Eight Tonne Wheat Club rule challenge

The Eight Tonne Club was started in 2002 and a feature about management factors has since been published in Primefact 197 (2006, Lacy and Giblin ) of the New South Wales Department of Primary Industries . Many of the factors for achieving eight tones per hectare were obtained from Maarten Stapper’s SIRAGCROP studies of the eighties and his recent ‘High-yielding irrigated wheat crop management’. (read more . . )

The nitrogen management rules, however, have not been confirmed by outcomes in the field. The rule of the last topdressing for yield at flowering was questioned as being too late for yield by Maarten Stapper at the Club’s launch in Finley N.S.W. in 2002.

In irrigated nitrogen-topdressing experiments Tony Fischer had shown yield responses with 8 t/ha yields for topdressing until Z32 (2nd node) with lower responses thereafter (Field Crops Research, 33:37-56). This was confirmed in the current studies with substantial yield loss when delaying topdressing even from Z32 to Z46 (late boot) as shown for example in the Figure below.

Fig.11

Yield response of first topdressing 60 kg N/ha at second-node (Z32, N0N) or late boot (Z46, 0NN) stage followed by second topdressing of 40 kg N/ha at early flowering, Z63, for Arrivato sown on 20 May 2004 at Griffith NSW. Yield l.s.d. is 0.6 t/ha.

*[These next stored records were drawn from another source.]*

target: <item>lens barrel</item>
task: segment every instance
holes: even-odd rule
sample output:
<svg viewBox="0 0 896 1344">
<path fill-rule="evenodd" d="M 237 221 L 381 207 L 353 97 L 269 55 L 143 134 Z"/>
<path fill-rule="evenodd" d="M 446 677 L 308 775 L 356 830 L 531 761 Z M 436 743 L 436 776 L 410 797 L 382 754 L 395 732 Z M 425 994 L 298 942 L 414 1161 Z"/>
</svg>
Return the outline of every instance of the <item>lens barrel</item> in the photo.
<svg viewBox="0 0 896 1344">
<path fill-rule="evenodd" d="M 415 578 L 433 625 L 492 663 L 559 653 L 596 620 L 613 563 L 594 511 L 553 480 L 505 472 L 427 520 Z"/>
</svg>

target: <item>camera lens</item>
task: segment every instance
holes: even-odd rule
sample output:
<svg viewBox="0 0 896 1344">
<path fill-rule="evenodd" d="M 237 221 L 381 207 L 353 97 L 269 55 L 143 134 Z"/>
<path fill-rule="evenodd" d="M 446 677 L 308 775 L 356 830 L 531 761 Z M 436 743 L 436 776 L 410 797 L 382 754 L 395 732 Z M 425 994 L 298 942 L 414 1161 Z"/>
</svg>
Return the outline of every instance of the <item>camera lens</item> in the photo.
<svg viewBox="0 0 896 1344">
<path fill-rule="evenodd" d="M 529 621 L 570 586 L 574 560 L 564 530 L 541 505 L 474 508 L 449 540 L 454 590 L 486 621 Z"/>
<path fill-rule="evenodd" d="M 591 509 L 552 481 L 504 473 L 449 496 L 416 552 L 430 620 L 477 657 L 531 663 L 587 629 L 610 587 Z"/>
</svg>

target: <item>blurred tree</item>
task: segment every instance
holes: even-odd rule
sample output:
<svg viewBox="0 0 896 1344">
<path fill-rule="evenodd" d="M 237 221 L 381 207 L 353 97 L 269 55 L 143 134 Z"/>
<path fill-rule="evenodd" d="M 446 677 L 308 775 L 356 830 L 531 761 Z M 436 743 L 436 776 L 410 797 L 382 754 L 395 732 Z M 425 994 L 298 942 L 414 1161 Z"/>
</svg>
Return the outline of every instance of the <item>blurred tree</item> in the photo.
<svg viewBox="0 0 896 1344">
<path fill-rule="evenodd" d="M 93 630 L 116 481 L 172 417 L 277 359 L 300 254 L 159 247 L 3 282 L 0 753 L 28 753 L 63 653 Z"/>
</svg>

Since the launch in 2002 this Club rule has been revised to “between head emergence (Z50) and flowering”. However, it is still only based on evidence of yield responses to late applied nitrogen in mainly lower yielding dryland trials by John Angus and John Lacy (Farming Ahead, no.129, September 2002).

In their studies the only irrigated crop yielded the highest at 8.2 t/ha with topdressing at tillering. Their three dryland crops topdressed at flowering yielded about 7 t/ha and were only significantly different from applied nitrogen at sowing.